A computer called a server host 1192 connected to the Internet hosts a process that provides a service in response to information received over the Internet. For example, server host 1192 hosts a process that provides information representing video data for presentation at display 1114. It is contemplated that the components of system can be deployed in various configurations within other computer systems, e.g., host 1182 and server 1192.
In one embodiment, the chip set 1200 includes a communication mechanism such as a bus 1201 for passing information among the components of the chip set 1200. A processor 1203 has connectivity to the bus 1201 to execute instructions and process information stored in, for example, a memory 1205. The processor 1203 may include one or more processing cores with each core configured to perform independently. A multi-core processor enables multiprocessing within a single physical package. Examples of a multi-core processor include two, four, eight, or greater numbers of processing cores. Alternatively or in addition, the processor 1203 may include one or more microprocessors configured in tandem via the bus 1201 to enable independent execution of instructions, pipelining, and multithreading. The processor 1203 may also be accompanied with one or more specialized components to perform certain processing functions and tasks such as one or more digital signal processors (DSP) 1207, or one or more application-specific integrated circuits (ASIC) 1209. A DSP 1207 typically is configured to process real-world signals (e.g., sound) in real time independently of the processor 1203. Similarly, an ASIC 1209 can be configured to performed specialized functions not easily performed by a general purposed processor. Other specialized components to aid in performing the inventive functions described herein include one or more field programmable gate arrays (FPGA) (not shown), one or more controllers (not shown), or one or more other special-purpose computer chips.

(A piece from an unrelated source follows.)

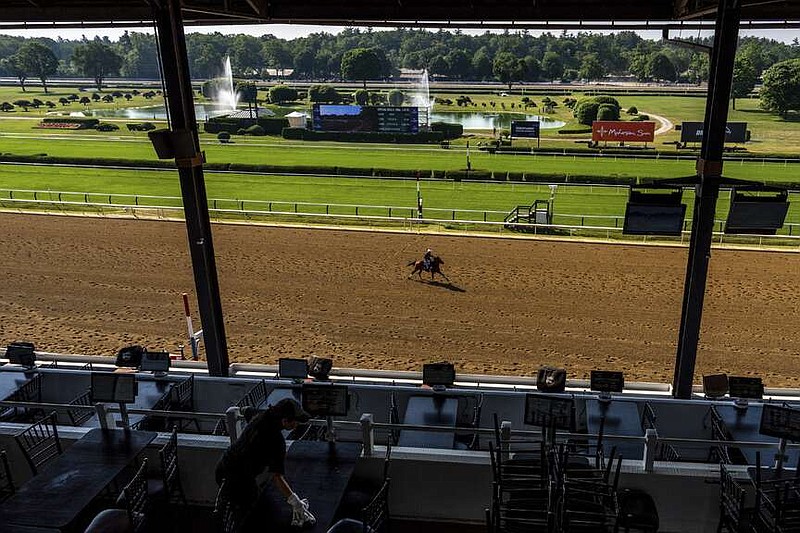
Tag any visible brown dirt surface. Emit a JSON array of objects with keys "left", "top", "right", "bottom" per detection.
[{"left": 0, "top": 214, "right": 800, "bottom": 387}]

The processor 1203 and accompanying components have connectivity to the memory 1205 via the bus 1201. The memory 1205 includes both dynamic memory (e.g., RAM, magnetic disk, writable optical disk, etc.) and static memory (e.g., ROM, CD-ROM, etc.) for storing executable instructions that when executed perform the inventive steps described herein to generate semantic 3D abstract representations. The memory 1205 also stores the data associated with or generated by the execution of the inventive steps.
While the invention has been described in connection with a number of embodiments and implementations, the invention is not so limited but covers various obvious modifications and equivalent arrangements, which fall within the purview of the appended claims. Although features of the invention are expressed in certain combinations among the claims, it is contemplated that these features can be arranged in any combination and order.